(Republished with permission from the author. Originally published November 17, 1998, in Contentious.com)
Indexes: An Old Tool for a New Medium
"I know it's here but I just can't find it!"
You've probably heard that exclamation in a variety of situations.
Today, however, it seems that people often experience this kind of frustration
when trying to locate specific information within HTML documents. This
is especially true concerning "content-rich" Web sites.
Perhaps you've had the following experience: You visit a Web site hoping to find information about a particular topic. You type a keyword or two into the site's search engine. What do you find? Nothing! The search engine says, "0 results have been found for your search."
So you try once more, this time using a different search term than before. Now you do get some results but too many. The search engine now says, "47 documents have been retrieved." Thats more than you wanted or expected.
Still, you start looking through those documents one at a time. After several hours spent scanning many pages of text, you discover that only 4 of those 47 documents contain the information you sought.

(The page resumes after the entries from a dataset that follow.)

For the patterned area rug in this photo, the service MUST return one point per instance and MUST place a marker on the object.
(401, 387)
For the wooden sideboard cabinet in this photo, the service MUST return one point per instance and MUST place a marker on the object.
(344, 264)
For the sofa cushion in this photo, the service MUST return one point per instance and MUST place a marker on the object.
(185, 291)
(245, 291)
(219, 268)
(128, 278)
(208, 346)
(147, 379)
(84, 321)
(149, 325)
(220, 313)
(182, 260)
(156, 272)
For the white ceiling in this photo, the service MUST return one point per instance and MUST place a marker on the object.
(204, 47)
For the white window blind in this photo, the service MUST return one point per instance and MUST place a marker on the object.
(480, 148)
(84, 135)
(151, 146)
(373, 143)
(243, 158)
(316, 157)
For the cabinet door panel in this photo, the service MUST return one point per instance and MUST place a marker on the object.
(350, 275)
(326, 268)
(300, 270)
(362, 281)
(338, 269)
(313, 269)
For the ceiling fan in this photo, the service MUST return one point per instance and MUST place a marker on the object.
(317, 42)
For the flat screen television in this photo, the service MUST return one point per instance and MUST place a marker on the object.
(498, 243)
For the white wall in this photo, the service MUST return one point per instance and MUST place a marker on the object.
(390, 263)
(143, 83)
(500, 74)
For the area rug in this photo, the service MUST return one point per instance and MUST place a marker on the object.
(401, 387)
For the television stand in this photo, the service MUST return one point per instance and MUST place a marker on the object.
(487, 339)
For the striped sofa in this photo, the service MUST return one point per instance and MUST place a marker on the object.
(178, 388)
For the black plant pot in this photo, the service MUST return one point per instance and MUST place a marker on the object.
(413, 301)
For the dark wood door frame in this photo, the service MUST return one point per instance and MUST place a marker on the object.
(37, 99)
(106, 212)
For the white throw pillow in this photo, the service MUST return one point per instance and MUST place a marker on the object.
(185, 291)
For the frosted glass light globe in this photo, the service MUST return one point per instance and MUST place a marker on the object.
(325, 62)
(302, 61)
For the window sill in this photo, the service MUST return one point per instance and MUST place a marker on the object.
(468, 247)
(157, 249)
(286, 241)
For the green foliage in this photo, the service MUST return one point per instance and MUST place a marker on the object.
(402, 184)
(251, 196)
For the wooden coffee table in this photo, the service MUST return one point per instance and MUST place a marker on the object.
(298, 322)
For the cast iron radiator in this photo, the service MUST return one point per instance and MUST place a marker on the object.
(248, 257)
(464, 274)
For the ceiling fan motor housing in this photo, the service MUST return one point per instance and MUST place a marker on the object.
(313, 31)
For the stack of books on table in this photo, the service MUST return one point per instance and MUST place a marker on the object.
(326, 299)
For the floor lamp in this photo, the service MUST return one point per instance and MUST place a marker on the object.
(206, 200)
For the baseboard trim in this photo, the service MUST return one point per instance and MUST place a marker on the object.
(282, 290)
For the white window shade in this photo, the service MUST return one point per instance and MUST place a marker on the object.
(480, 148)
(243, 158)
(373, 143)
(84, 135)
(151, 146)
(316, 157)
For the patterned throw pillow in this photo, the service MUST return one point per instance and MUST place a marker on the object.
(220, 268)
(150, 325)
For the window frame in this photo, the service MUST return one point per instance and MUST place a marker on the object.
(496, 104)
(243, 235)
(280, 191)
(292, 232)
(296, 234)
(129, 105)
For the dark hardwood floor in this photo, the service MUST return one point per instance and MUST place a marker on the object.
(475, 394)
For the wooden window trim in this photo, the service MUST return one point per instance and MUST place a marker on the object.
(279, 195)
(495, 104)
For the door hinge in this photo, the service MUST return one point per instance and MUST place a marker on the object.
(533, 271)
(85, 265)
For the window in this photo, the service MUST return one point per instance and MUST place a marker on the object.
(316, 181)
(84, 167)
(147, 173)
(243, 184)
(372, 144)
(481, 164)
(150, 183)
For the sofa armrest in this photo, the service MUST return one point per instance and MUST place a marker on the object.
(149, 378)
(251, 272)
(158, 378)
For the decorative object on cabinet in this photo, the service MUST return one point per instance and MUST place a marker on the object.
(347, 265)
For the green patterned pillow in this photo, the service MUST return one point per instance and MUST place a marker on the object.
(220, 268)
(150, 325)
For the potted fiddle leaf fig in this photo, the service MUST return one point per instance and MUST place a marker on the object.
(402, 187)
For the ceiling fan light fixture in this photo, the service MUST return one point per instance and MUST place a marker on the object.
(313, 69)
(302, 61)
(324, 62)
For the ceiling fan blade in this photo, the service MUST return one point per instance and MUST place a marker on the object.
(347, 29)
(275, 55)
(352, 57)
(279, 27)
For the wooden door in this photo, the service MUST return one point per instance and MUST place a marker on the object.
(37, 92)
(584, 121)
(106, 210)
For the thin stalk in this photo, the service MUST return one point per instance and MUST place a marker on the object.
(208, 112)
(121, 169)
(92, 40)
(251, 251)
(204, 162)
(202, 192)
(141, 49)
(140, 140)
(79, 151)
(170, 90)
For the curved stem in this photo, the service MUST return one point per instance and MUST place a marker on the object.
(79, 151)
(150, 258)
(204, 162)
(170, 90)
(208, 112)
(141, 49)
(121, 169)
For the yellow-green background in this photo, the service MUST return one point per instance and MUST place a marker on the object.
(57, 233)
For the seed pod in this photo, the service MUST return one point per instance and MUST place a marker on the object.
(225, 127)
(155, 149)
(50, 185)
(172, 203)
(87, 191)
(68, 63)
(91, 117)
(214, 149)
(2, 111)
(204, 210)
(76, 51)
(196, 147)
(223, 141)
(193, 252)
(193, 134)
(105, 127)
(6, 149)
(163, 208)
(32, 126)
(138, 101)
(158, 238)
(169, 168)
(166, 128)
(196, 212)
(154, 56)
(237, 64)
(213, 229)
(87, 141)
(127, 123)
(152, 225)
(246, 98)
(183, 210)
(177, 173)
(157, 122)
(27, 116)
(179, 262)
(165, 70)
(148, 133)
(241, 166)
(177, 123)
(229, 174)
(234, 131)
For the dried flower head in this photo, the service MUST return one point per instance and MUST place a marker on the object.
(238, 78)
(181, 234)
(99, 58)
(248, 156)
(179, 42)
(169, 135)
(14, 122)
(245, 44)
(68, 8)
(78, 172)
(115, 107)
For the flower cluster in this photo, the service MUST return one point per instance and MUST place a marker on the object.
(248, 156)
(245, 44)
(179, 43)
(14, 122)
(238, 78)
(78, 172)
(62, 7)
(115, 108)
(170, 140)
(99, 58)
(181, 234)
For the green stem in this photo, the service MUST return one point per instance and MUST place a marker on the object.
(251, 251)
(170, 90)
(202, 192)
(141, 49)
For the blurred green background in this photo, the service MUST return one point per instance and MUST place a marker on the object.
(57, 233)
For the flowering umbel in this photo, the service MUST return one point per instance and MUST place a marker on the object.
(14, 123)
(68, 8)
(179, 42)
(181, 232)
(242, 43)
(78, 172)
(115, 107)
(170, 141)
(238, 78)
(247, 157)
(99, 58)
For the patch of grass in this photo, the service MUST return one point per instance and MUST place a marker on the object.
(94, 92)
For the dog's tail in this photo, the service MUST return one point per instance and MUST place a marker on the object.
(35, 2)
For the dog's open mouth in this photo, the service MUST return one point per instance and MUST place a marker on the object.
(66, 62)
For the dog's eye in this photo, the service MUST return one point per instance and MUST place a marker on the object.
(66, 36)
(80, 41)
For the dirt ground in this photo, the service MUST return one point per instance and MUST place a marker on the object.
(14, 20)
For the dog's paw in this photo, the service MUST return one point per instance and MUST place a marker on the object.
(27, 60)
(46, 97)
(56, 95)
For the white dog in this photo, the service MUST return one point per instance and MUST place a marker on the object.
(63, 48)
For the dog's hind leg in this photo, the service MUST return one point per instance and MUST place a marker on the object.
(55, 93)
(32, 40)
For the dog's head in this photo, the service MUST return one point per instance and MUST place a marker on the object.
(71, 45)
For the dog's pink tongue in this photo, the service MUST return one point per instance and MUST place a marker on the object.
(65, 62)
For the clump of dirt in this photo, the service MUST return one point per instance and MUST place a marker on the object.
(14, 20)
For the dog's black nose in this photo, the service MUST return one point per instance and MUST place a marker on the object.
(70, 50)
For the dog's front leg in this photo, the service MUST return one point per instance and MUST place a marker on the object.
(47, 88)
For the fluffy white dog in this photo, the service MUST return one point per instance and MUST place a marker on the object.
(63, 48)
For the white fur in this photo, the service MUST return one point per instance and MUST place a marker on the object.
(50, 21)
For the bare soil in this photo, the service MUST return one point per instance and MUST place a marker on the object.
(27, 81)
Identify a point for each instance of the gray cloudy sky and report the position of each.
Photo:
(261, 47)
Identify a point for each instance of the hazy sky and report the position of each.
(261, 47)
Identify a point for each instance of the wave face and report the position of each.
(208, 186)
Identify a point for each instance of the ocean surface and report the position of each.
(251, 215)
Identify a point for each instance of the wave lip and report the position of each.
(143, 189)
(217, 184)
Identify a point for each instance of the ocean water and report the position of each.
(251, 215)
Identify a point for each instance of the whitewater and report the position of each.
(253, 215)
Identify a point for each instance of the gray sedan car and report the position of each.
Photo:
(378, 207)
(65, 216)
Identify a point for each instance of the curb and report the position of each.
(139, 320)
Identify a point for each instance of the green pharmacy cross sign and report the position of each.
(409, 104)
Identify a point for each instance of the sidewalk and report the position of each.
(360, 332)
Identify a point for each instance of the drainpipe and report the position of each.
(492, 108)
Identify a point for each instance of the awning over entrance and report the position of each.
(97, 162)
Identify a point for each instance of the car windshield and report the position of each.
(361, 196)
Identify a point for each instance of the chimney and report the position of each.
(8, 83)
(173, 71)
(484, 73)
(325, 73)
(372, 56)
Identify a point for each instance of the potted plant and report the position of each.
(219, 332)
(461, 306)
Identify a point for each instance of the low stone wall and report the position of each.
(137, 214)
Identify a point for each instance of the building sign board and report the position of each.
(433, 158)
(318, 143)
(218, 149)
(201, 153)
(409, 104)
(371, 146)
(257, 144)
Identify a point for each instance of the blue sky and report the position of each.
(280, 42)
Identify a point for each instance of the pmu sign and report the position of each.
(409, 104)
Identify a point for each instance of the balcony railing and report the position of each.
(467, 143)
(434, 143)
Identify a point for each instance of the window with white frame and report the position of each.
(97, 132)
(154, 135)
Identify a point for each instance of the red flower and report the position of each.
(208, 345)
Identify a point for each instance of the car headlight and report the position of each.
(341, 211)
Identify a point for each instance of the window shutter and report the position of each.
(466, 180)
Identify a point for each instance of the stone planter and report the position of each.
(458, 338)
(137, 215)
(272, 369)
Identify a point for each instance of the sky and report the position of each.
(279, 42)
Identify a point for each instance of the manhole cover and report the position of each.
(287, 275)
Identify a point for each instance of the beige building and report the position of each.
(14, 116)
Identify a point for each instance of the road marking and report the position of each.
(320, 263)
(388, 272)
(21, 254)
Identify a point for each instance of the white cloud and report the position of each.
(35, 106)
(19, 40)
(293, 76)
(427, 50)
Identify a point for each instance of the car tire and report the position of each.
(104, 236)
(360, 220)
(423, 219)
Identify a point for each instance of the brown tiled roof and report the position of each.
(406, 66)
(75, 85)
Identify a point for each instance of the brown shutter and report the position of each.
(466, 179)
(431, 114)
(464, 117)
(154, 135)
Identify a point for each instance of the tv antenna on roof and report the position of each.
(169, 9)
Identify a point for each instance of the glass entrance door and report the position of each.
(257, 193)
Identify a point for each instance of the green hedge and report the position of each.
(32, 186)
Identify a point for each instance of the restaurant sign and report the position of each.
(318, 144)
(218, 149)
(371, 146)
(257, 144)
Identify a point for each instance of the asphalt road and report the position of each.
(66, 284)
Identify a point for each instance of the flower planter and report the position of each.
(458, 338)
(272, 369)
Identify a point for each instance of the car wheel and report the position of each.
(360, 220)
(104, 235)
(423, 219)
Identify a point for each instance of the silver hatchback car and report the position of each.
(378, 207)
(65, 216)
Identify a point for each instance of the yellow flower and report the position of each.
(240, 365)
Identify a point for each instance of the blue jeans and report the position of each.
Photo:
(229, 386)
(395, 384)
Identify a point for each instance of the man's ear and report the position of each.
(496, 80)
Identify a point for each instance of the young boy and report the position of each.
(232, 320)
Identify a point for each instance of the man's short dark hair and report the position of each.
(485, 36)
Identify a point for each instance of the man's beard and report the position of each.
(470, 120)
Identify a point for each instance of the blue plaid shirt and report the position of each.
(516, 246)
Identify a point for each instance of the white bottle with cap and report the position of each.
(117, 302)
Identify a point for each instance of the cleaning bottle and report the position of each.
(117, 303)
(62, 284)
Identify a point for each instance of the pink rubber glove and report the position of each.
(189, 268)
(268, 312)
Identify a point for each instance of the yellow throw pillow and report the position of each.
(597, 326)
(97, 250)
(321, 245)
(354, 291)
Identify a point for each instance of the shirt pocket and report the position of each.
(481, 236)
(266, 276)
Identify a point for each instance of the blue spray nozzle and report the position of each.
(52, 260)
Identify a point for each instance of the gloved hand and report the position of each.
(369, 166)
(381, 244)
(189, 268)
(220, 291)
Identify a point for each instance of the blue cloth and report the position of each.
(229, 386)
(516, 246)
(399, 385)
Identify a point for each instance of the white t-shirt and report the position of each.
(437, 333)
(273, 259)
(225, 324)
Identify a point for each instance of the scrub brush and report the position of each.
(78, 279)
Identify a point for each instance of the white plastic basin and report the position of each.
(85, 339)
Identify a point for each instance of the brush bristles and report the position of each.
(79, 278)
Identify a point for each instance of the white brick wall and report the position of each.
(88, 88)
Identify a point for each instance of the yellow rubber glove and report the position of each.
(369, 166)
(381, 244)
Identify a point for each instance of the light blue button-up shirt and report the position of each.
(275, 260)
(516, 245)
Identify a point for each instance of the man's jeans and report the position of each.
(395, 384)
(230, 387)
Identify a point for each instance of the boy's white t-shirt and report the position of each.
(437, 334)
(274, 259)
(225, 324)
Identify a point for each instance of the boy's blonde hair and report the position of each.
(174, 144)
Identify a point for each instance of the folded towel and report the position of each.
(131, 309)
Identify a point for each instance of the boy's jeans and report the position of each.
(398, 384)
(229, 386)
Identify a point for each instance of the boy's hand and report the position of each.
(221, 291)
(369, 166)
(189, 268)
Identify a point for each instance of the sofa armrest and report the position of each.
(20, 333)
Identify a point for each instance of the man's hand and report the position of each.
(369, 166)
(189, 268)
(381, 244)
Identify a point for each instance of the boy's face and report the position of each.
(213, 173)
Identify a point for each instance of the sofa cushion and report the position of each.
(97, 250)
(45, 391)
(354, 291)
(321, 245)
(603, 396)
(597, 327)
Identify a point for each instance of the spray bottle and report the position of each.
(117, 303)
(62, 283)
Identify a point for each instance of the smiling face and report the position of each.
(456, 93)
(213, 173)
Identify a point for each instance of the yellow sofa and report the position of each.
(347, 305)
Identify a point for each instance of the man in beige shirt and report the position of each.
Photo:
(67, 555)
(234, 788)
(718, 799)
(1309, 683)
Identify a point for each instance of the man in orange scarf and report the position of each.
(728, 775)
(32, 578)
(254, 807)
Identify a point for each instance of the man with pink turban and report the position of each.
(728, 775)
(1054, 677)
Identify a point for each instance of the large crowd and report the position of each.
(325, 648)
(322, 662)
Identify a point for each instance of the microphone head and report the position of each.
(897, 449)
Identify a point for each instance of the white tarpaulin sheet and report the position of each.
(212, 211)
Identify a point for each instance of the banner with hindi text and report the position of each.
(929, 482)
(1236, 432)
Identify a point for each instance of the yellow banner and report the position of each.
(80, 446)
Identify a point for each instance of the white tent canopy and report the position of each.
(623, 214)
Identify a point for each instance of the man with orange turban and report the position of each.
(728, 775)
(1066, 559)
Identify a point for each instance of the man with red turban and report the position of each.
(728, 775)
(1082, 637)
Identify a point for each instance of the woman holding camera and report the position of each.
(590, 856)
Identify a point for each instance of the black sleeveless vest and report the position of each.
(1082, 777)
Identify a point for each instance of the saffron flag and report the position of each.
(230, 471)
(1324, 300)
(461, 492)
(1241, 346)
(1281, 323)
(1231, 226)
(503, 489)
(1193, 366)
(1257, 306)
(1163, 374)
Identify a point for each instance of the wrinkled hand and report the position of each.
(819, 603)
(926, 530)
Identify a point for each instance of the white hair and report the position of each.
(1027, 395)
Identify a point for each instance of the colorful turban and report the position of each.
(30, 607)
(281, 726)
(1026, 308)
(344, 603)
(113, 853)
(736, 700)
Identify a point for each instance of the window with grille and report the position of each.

Exasperated, you wonder why so much information was presented to you, when so very little of it met your needs. You also wonder what might have happened had you not submitted that precise search term into the search engine.
The root of the problem lies in how search engines perform searches. Put
simply, they scan text looking for occurrences of whatever word you typed
into the search box. Then, they list every single document that contains
even the merest mention of the word.
What Makes a Good Index
The Internet is a relatively new medium, but you can learn a lot about how to make online content work well from the "parent" of online media: print media.
Most printed reference or nonfiction books offer an index of some kind. An index is not a blind, mechanical catalog of words. Rather, it is created by an indexer.
Indexers are trained to analyze concepts. An indexer will physically read every page of a book and develop a list of page references that lead to information on various topics, individuals, or places covered in that book.
The goal of an index is to direct readers to pertinent information on each topic listed, rather than passing mentions. This requires the indexer to make many judgment calls that is, to consider context as well as content.
Indexers also categorize concepts they break down main subjects headings into subtopics, in a hierarchical format. This structure helps readers "narrow" their search.
A well-written index assumes that the reader may not know specific terms used in the text. Therefore, an indexer will use a thesaurus to create index entries that are synonyms of the terms used within the text. This ensures that even if readers dont know the exact words used in a text, they still will be directed to pages that discuss the topic sought.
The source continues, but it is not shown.